12 de marzo, 2026
Pienso, luego existo

En el Día de la Mujer se superponen actos, discursos, mensajes en redes sociales y gestos simbólicos que buscan poner en primer plano una lucha histórica por la igualdad de derechos, el reconocimiento y la dignidad de la mujer en la sociedad. Sin embargo, con el paso del tiempo, se vuelve cada vez más necesario preguntarse si alcanza con un día de conmemoración o si, por el contrario, el verdadero desafío es transformar esa fecha en un compromiso que se viva los 365 días del año.

Reconocer el valor de la mujer no debería ser un gesto ocasional ni una consigna de calendario. El respeto, la equidad de oportunidades, la erradicación de la violencia y la valoración del rol femenino en todos los ámbitos de la vida -familiar, laboral, social, cultural y política- son tareas permanentes.

Cuando la conmemoración se agota en el festejo o en la repetición automática de consignas, corre el riesgo de perder profundidad y sentido.

La historia demuestra que la mujer ha debido luchar durante siglos para conquistar derechos básicos que hoy parecen naturales. Acceder a la educación, al trabajo, a la participación política y al reconocimiento social no fue una concesión espontánea, sino el resultado de esfuerzos colectivos y personales.

Honrar esa historia implica no banalizarla, pero también evitar que su mensaje se distorsione o se transforme en un factor de división.

Empoderar a la mujer no significa enfrentarla al hombre ni colocarlos en bandos opuestos. La construcción de una sociedad más justa no se logra reemplazando una desigualdad por otra, ni debilitando el valor de uno para exaltar al otro. Mujeres y hombres no son adversarios: son parte de una misma humanidad llamada a convivir, respetarse y complementarse.

En este sentido, resulta fundamental recuperar una mirada equilibrada. Defender los derechos de la mujer no implica desconocer la importancia del hombre en la familia y en la sociedad. Por el contrario, el verdadero avance se produce cuando ambos pueden desarrollarse plenamente, sin estereotipos rígidos ni roles impuestos, pero también sin negar sus diferencias naturales.

El riesgo de desdibujar el mensaje aparece cuando la legítima defensa de la mujer se transforma en un discurso excluyente, que pierde de vista el objetivo central: la dignidad de la persona humana.

Cuando la causa se radicaliza, al punto de generar enfrentamiento permanente, se debilita su fuerza transformadora y se aleja de amplios sectores de la sociedad que podrían acompañarla desde el respeto y el diálogo.

La mujer no necesita ser “celebrada” un solo día al año; necesita ser respetada todos los días. En el hogar, donde muchas veces se sostiene silenciosamente la vida familiar. En el trabajo, donde aún persisten desigualdades salariales y de oportunidades. En la calle, donde la violencia y el acoso siguen siendo una realidad dolorosa. En la política, donde su participación crece, pero todavía enfrenta resistencias.

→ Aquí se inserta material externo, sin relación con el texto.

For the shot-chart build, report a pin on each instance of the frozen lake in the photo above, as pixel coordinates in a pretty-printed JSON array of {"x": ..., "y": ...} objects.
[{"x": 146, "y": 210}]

Empoderar a la mujer es garantizar igualdad ante la ley, pero también promover una cultura del respeto mutuo. Es educar en valores desde la infancia, enseñar que la diferencia no es amenaza y que la convivencia se construye desde el reconocimiento del otro. Es entender que la dignidad no depende del género, sino de la condición humana.

Desde una mirada humanista y trascendente, la mujer y el hombre fueron creados con igual dignidad y con una misión compartida: habitar el mundo, cuidarlo y construir comunidad. No como rivales, sino como complementos. No desde la competencia permanente, sino desde la colaboración. Esta visión no quita derechos ni resta libertades; por el contrario, aporta un marco de sentido que pone a la persona en el centro.

La igualdad real no se decreta ni se logra con slogans. Se construye en lo cotidiano, en el trato diario, en las oportunidades concretas, en la responsabilidad compartida entre mujeres y hombres. Se construye cuando el respeto deja de ser un discurso y se convierte en una práctica habitual.

Honrar a la mujer tiene sentido si sirve para renovar ese compromiso. Si no, corre el riesgo de convertirse en un gesto vacío. La mujer no necesita un pedestal ni un enfrentamiento; necesita reconocimiento, justicia y respeto genuino. Y eso solo es posible en una sociedad que entienda que la igualdad no se alcanza negando al otro, sino caminando juntos.